Perhaps most compelling is what I’m calling the Silent Hill scene, which epitomizes the energy and pathos of the entire film in one tour de force sequence. At a pivotal moment — which may be real, hallucinatory, or a combination of the two— Amy enters a blackened void to answer her final call, which comes from a vintage ’80s-era telephone. An entire five minutes or so unfolds during which Williams talks to a voice on the other end of the phone with minimal cuts. It’s another woman, calling to thank Amy for her years of “company” on the radio and wish her a happy retirement. Over the course of their conversation, the women discuss everything from the passage of time to fear of the future to shared anxieties over femininity, and it’s amazing. Standing stationary, Williams delivers what may be the single best scene of her career, and the dialogue she shares with her unseen costar is phenomenal, once more touching on topics and ideas not usually addressed in something like this. It’s the stuff of critical-acclaim off-Broadway shows.
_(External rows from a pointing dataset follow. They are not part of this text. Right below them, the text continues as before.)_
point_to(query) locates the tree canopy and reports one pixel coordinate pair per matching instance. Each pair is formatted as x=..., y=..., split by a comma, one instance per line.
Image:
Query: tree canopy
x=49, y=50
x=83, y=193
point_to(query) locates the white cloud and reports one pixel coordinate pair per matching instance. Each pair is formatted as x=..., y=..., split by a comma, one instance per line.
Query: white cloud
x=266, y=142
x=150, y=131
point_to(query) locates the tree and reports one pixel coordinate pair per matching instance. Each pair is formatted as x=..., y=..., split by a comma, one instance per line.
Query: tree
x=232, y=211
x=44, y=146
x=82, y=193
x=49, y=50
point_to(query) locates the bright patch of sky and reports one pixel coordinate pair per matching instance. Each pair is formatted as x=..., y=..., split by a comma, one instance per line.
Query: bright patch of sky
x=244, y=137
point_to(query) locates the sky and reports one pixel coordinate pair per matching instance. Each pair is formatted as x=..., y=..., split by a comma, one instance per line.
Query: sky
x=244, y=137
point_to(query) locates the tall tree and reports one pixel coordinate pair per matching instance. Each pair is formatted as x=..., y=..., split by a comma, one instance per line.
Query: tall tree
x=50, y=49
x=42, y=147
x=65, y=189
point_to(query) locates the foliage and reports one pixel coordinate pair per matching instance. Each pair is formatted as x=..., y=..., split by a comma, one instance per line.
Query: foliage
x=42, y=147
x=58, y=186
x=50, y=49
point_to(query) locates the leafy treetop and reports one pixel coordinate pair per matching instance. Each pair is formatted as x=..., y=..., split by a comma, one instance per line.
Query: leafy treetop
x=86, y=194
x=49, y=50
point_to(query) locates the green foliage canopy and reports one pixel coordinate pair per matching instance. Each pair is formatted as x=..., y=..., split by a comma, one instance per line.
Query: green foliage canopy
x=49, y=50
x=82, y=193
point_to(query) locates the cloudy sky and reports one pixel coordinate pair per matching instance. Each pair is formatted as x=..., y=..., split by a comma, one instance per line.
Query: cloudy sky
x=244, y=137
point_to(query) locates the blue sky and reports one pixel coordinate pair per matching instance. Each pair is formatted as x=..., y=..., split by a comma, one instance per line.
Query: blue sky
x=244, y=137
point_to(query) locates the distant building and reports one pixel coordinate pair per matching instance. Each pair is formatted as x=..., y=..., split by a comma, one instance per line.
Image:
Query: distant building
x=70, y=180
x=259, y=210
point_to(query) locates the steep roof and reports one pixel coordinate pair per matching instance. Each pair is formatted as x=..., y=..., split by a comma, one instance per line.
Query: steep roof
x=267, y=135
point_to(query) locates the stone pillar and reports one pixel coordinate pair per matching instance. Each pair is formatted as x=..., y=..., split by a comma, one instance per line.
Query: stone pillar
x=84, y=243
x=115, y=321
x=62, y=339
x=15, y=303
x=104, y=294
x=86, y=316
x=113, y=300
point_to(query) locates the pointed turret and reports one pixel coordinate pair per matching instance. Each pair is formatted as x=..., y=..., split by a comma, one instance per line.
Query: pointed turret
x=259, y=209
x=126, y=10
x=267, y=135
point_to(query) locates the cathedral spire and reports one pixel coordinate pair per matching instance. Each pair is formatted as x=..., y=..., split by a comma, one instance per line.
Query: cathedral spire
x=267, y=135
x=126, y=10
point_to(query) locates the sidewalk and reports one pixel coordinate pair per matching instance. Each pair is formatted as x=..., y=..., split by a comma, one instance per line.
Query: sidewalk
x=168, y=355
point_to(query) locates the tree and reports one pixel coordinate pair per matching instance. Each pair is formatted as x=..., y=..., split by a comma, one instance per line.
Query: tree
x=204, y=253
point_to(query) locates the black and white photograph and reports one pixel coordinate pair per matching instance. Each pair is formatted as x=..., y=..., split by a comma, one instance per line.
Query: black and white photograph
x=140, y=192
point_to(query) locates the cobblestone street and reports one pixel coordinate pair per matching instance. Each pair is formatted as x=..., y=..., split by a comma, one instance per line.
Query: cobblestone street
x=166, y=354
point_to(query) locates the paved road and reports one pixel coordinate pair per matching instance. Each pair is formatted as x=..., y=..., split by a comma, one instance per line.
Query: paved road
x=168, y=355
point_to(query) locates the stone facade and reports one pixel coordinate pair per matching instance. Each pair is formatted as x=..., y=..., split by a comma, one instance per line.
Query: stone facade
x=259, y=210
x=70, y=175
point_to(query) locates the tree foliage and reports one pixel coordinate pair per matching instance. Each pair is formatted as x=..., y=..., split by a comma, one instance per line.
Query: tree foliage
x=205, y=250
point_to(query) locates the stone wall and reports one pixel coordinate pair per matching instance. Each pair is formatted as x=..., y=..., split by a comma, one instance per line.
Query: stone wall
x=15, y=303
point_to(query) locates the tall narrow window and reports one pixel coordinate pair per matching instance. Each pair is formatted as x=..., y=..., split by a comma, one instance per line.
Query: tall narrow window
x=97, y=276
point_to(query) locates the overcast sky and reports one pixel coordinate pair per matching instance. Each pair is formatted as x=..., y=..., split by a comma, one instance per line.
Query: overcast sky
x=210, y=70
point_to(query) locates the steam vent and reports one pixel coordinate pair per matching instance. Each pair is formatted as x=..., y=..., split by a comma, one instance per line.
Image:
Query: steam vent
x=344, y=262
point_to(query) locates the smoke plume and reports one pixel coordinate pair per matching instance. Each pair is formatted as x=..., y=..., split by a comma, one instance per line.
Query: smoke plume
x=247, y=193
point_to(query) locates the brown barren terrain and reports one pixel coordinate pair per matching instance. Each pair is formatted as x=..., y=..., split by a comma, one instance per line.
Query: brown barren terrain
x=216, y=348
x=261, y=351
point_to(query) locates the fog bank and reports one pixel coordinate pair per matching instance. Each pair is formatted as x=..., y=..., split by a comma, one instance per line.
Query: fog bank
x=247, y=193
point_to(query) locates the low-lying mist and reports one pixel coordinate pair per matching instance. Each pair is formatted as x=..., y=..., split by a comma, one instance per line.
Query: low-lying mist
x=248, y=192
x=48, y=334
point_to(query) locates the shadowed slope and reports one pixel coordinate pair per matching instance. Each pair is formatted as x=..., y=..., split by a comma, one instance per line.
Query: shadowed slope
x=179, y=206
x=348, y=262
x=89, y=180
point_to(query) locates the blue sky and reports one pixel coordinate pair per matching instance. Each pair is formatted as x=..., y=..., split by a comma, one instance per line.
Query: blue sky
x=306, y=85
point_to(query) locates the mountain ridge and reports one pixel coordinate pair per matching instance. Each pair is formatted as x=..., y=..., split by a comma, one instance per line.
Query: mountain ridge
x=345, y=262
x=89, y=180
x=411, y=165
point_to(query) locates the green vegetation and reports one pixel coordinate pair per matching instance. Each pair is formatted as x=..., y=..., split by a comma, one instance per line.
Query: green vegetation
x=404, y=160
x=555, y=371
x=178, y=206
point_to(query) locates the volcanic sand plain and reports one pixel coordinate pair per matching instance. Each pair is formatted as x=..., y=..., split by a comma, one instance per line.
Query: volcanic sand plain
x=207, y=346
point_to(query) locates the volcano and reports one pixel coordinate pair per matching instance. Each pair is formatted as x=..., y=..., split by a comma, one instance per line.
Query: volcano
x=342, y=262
Not that Williams’ costars don’t deserve their own credit. While she may be the central character this is still something approaching an ensemble cast, and every one gets their moments to shine, particularly Alice Kremelberg and Greg Balla, who play Amy and Robert in a flashback to one of her first nights at the station. The scene is powerful for its fluidity of tone, shifting seamlessly between optimism (Amy’s excited to be at the beginning of her career), nostalgia (present day Amy is “watching” this with the knowledge of how things are going to end), creepiness (Robert makes some awkward sexual overtures to his new employee) and even some faint hints of romance (there’s the implication that Amy may reciprocate- but is unsure how to express — some of those feelings). It’s another fantastic moment that does a lot with seemingly little, and the writing, acting, and directing here all speak to great depths of potential on the part of everyone involved.

TEN MINUTES TO MIDNIGHT is not a perfect movie. There’s a tendency for the vampire imagery and references to get heavy-handed, some of the SFX work doesn’t quite land in the way it should, and there’s some severe tonal whiplash following the aforementioned Silent Hill scene, as we follow Amy into yet another alternate realm for a surrealistic retirement party. In a way, that’s almost appropriate for a movie about age — it’s not about the destination, it’s about the journey, and the one that TEN MINUTES TO MIDNIGHT takes us on is imminently satisfying. Just as we shouldn’t gauge the value of a life on how it ends but rather how it was lived, TEN MINUTES TO MIDNIGHT should be judged according to the sum of its parts. Taken in that regard, it’s a rare achievement, serving at once as a beautiful ode to horror movie nostalgia and a heavy-metal parable about age and the need for meaning. If for nothing else than Williams’ performance, TEN MINUTES TO MIDNIGHT is destination viewing, preferably on a Friday night with a bowl of popcorn and a storm outside.